In a push to reassure the market, Central bank governor Murat Cetinkaya told the state-run Anadolu news agency that net foreign-currency reserves had risen in the final week of the month, rising by $2.4 billion during the past week, although this could have been due to a simple accounting trick: on Thursday, the Turkish central bank raised the limit on Turkish lenders’ FX-lira swaps with the monetary policy authority, according to a note sent by the central bank. The limit was raised to 30% of so-called FX Markets Transaction Limits determined by the CBRT for commercial lenders from 20%. The increase to the swaps limits comes after the central bank raised the maximum amount to 20% from 10% on Monday in an attempt to increase its FX reserves.

What is far more concerning is that even locals appear to have lost faith in a currency which the government is forced to defend at all costs, and on Thursday the Lira fell 5% to 5.5914 per dollar amid a sell-off that’s roiling the nation’s markets, as the very same measures designed to deter short-sellers from selling the currency before municipal elections on Sunday achieved the opposite outcome and spooked investors.

According to a trader quoted by Bloomberg, Turkish investors bought an estimated $3.5 billion worth so far this week as locals have bought at least $1 billion a day, according to another trader cited by Bloomberg. As a result, Turkish investors now hold a record $176 billion worth of hard currency after buying around $25 billion since early September, according to the latest central bank data

Meanwhile, as Erdogan has focused on the currency, other market indicators are screaming full-blown crisis and on Thursday, Turkey’s five-year credit default swaps widened for an eighth day to 462, the highest since September, while the yield on the nation’s benchmark 10-year lira bond jumped 91bps to over 19%. As Bloomberg notes, the cost of protection on Turkish sovereign notes has jumped above that for Iraq, Greece, Angola and Pakistan. Governments with costlier CDS include Ukraine, Argentina and Lebanon… for now. The turnaround in market perceptions for Turkey was especially striking because its CDS had been calmly declining even as the economy sank into recession. It wasn’t until recent fears about the plunge in reserves, that the CDS rout accelerated.
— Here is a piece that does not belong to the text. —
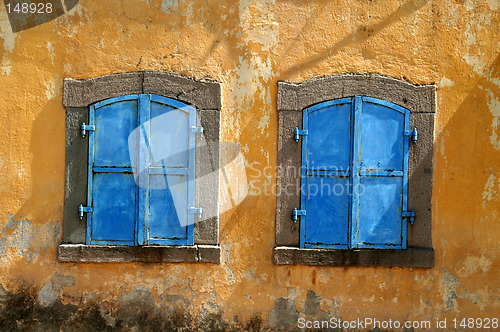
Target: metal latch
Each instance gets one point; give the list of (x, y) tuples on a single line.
[(86, 128), (197, 211), (412, 133), (297, 213), (299, 133), (409, 215), (84, 209), (196, 130)]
So with Turkey now once again in a full-blown crisis and this time with the added kicker of its reserves dwindling to dangerous levels, yesterday’s quasi capital controls notwithstanding, traders’ attention turns to what happens next week after the local elections are out of the way. And for some idea of how much the Turkish lira may weaken next week, Bloomberg’s Mark Cudmore says to check out the 1 week USD/TRY implied volatility, which has exploded above 48% from 9.4% a week ago:

The expectation in the market is that offshore lira liquidity will be relaxed after the weekend elections, resulting in FX swap rates collapsing and enabling trapped lira longs to exit their positions. In fact, it appears that this has already happened, and the selling in the lira has resumed.

Finally, perhaps confirming that Erdogan has already lost the war with “evil speculators”, on Thursday the Turkish executive president made it clear that he sees nothing wrong with his economy, and instead the country’s is on the very of collapse due to a coordinated foreign attack (perhaps led by JPMorgan):

  • ERDOGAN SAYS LIRA FLUCTUATIONS ABOUT OPERATION TO CORNER TURKEY
  • ERDOGAN: THE REAL PROBLEM IS INTEREST RATES, I’M AN ECONOMIST

And while Erdogan also said that speculators should be tamed, the greatest worry for lira bulls should be that Erdogan is once again also targeting high interest rates as the source of the country’s woes, saying that “they”, i.e. the central bank, “have to cut interest rates or the inflation problem will carry on.”

Of course, whatever Erdogan wants, Erdogan gets, so as soon as the elections are over, expect a coordinated attack by the Turkish executive branch on the central bank of the country which is now mired in a deep recession where prices are soaring, urging for much lower rates, which in turn will soon send the lira plunging to new all time lows.